Well, I do this for a living in part, so I have more than a thought or two. Poetry is a distinctive art form because of its measured speech. Even plain, mundane statements can become poetry when they are measured, brought to order, and speak with the slightly elevated power of verse. So, start there. Free verse poets often have a distinctive voice or some peculiar style or subject on which they hang their lives as if from a single bough. I hear rhythm, meter, as have most metrical poets throughout history, and allow that to guide the important stuff of life and thought toward its form. So, to learn technique is to make oneself fluent, as one becomes fluent in a language. When one is fluent in a language, one suddenly discovers things that need to be said that were not really there before, except inchoately and unformed. Think in verse and poetry will follow if you trust it to lead the reason toward form.
Do you think that your poetic writing process has influenced the way that you approach writing in general? Have any practices or habits from your poetic writing process served you well for writing in more formal or academic modes?
Oh yes, absolutely. My trust in writing poetry or prose is in the absolute truth of form. Formulating speech is the test of the idea. The abstract, as it makes its appearance in the concrete, is subject to judgment. That was my conviction in poetry and, when I began a fairly long career as an essayist and critic, that became the rule of the prose art as well. Rhetoric can be deceiving, of course, but when the writer himself uses the act of writing as the test of his own ideas and intuitions then the authenticity of the speech becomes the measure of the authenticity of the idea as adequate to truth. Beauty is the splendor of truth.
Do you think teaching students poetic composition can improve their writing in general?
Most certainly.

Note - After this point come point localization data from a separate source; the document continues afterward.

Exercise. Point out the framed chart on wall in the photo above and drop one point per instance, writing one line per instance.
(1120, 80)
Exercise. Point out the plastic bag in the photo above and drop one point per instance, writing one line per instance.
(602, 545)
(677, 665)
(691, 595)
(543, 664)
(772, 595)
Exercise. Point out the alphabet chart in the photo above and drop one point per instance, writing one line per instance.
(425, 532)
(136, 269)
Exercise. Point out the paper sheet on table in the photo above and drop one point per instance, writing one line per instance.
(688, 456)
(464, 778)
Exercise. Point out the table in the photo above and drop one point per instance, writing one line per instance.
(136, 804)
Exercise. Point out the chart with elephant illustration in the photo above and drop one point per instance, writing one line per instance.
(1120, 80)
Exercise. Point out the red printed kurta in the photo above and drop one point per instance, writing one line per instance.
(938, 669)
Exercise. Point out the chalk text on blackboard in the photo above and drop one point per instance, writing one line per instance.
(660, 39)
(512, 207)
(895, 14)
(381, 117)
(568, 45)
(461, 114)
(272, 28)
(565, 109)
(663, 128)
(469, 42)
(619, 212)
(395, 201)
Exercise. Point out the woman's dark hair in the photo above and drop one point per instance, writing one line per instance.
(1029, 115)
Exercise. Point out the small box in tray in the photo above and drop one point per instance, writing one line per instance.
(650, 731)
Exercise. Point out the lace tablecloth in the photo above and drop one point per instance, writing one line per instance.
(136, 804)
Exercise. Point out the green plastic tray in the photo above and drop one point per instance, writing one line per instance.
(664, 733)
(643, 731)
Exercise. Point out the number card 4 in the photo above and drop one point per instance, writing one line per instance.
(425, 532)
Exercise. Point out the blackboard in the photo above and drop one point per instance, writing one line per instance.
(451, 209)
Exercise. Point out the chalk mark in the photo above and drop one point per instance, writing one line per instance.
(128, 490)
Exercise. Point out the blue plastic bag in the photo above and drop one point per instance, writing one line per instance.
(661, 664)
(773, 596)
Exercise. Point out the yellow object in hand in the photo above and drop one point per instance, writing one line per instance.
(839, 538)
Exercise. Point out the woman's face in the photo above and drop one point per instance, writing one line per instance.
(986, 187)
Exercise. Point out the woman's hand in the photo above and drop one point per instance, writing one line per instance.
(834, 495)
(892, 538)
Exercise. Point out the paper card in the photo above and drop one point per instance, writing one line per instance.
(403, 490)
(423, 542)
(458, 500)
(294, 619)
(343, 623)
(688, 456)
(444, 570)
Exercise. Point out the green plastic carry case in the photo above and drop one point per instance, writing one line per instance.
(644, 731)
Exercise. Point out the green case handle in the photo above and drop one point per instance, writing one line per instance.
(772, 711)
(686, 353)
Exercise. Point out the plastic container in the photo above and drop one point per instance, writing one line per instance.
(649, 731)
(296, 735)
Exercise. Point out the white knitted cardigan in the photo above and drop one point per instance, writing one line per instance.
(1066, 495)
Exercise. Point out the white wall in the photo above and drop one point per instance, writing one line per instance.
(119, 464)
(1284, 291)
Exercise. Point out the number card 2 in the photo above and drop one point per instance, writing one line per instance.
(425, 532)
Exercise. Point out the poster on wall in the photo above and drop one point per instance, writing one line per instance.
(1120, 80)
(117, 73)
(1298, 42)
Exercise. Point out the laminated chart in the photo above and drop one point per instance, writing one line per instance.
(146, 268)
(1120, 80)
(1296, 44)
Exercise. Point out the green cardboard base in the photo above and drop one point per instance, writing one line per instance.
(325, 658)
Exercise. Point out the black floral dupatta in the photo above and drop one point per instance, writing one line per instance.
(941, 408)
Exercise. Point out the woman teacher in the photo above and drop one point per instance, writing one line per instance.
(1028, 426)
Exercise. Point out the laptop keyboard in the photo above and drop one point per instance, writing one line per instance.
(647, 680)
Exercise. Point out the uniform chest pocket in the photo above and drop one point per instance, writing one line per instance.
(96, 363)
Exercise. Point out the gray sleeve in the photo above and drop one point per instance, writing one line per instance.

I've seen it happen about a hundred times now, in my relatively brief career instructing aspiring poets. During my years teaching undergraduates, I often got to apprentice students with no previous experience or interest in verse writing. By the end of my time with them, they could all write a competent poem in rhyme and meter. In many cases, the poems may not merit publication, but they were still good poems. A professor would never let a student graduate from college without that student's being able to write a good prose essay. So also should everyone have enough competence in metrical composition to be able to craft a poem for suitable occasions, such as for the proposing marriage to one's future wife.
How do you still wish to grow as a poet? Do you have any poetic heroes or models who inspire you to further hone your craft?
T.S. Eliot made many fine observations about the life of poetry. They generally hold up better than those of others, even if they often sound a bit mandarin and peculiar to his modernist age on the face of them. One is his definition of the major poet as a poet who continuously develops, chapter after chapter, over the course of his career. Each book must be a new setting out in a new direction. My routine in thinking about poems naturally attempts something of the kind. If I write a poem on one subject, I know the next poem should be on something very different. If I write blank verse for awhile, the next poem or poems must be in rhyme. I veer from long lines to short, from rhetoric to music, trying to make each poem achieve something I have not done before and perhaps something I didn't think was possible. This has been particularly the case in my efforts to write at least some poems of true devotion, praise, and joy. The models for such a poetry are scarcer on the ground than poets of tragedy and elegy, of serious wit, or of satire. It's been my aim to recover and to make new some of the divine wit of Herbert and Donne, but also the humane clarity of Jonson or Winters. And some of the humorous charity of Auden. I admire also the disinterest of Marianne Moore and Elizabeth Bishop, the effacement of self in search of the truly interesting and the universally significant.